For instance, after 9/11, Pakistan suggested targeted counterterrorism operations instead of an invasion of Afghanistan and advised against alienating the majority Pushtoon population and inclusion of moderate Taliban in the interim government, while stressing the need to differentiate between the Taliban and al-Qaeda terrorists, since the latter could be eliminated but the former could not. Later, Pakistan argued that neither a military victory nor nation-building could be achieved and the only solution was a dialogue with the Taliban for an honourable exit. Even when a dialogue finally started, Pakistan’s advice for a responsible and orderly American withdrawal, by ensuring a peaceful Afghan transition, was rejected. The result was the humiliating exodus from Kabul.
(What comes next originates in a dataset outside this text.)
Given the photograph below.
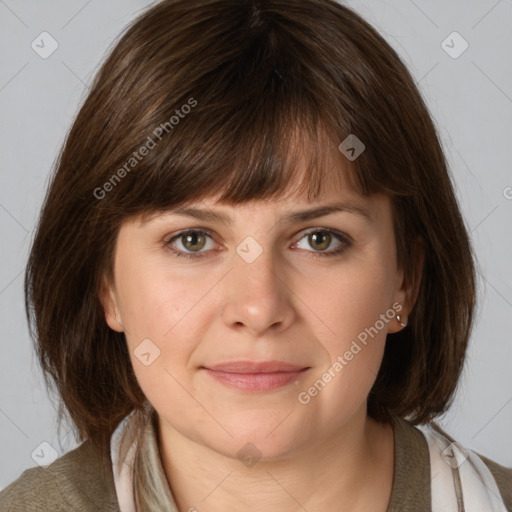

This humiliation underscores the current American animosity towards the Taliban government. Afghan reserves worth 9.3 billion dollars in the US have been frozen. Desperately needed assistance — from the US and other western countries as well as the IMF and the World Bank — has been withheld. This threatens a collapse of the Afghan economy, already strained by the growing humanitarian crisis. Internal resistance to the Taliban is also being stoked, especially by India. Meanwhile, demands for an ‘inclusive’ government, respect for human rights and combating terrorism are being made as the price for recognition and assistance. But none of this would be possible if the Taliban are unable to stabilise their country. The alternative is spread of terrorism, increased drug trafficking, refugee influx and regional instability, affecting the US itself.

American anger towards Pakistan is clear from the recent hearing in Congress with repeated accusations of Pakistan harbouring and supporting the Taliban. Various punitive measures are being mentioned from denial of assistance to imposition of sanctions. But, over the long term, this would prove counter-productive since Washington will continue to need Islamabad’s cooperation to deal with terrorism and ensure regional security.

At the global level, the defeat in Afghanistan is being projected as the retreat of American power and the end of American uni-polarity. The counter argument is that the US will rebound as it did after its defeat in Vietnam. Any realistic assessment must acknowledge that America remains the world’s most powerful country even though it now needs to contend with a multipolar world including China and Russia. Still, unlike after the Vietnam war, the US will not be able to play the ‘China card’ as it did against the Soviet Union since now China and Russia are strategic partners aligned against the US. But, instead of recognising the need for cooperating with China and Russia for a stable international order, successive American administrations since President Bush have pursued a zero-sum approach to maintain American global supremacy. Biden is committed to the same objective — to contain and confront both adversaries and promote a global ‘rules based order’. This is actually doublespeak for seeking continued American hegemony, motivated by sanctimonious arrogance.

It is this hubris that fundamentally contributed to America’s defeat in Afghanistan. Now it threatens to unleash a global geopolitical confrontation with China and Russia, including in Afghanistan and the South Asian region. The vacuum created by America’s departure is bound to be filled by its rivals. The US can avert this outcome by cooperating with China and Russia. But, it is unlikely that the continuing arrogance of the Americans will allow them to learn from the bitter lessons of the past 20 years.

Published in The Express Tribune, September 25th, 2021.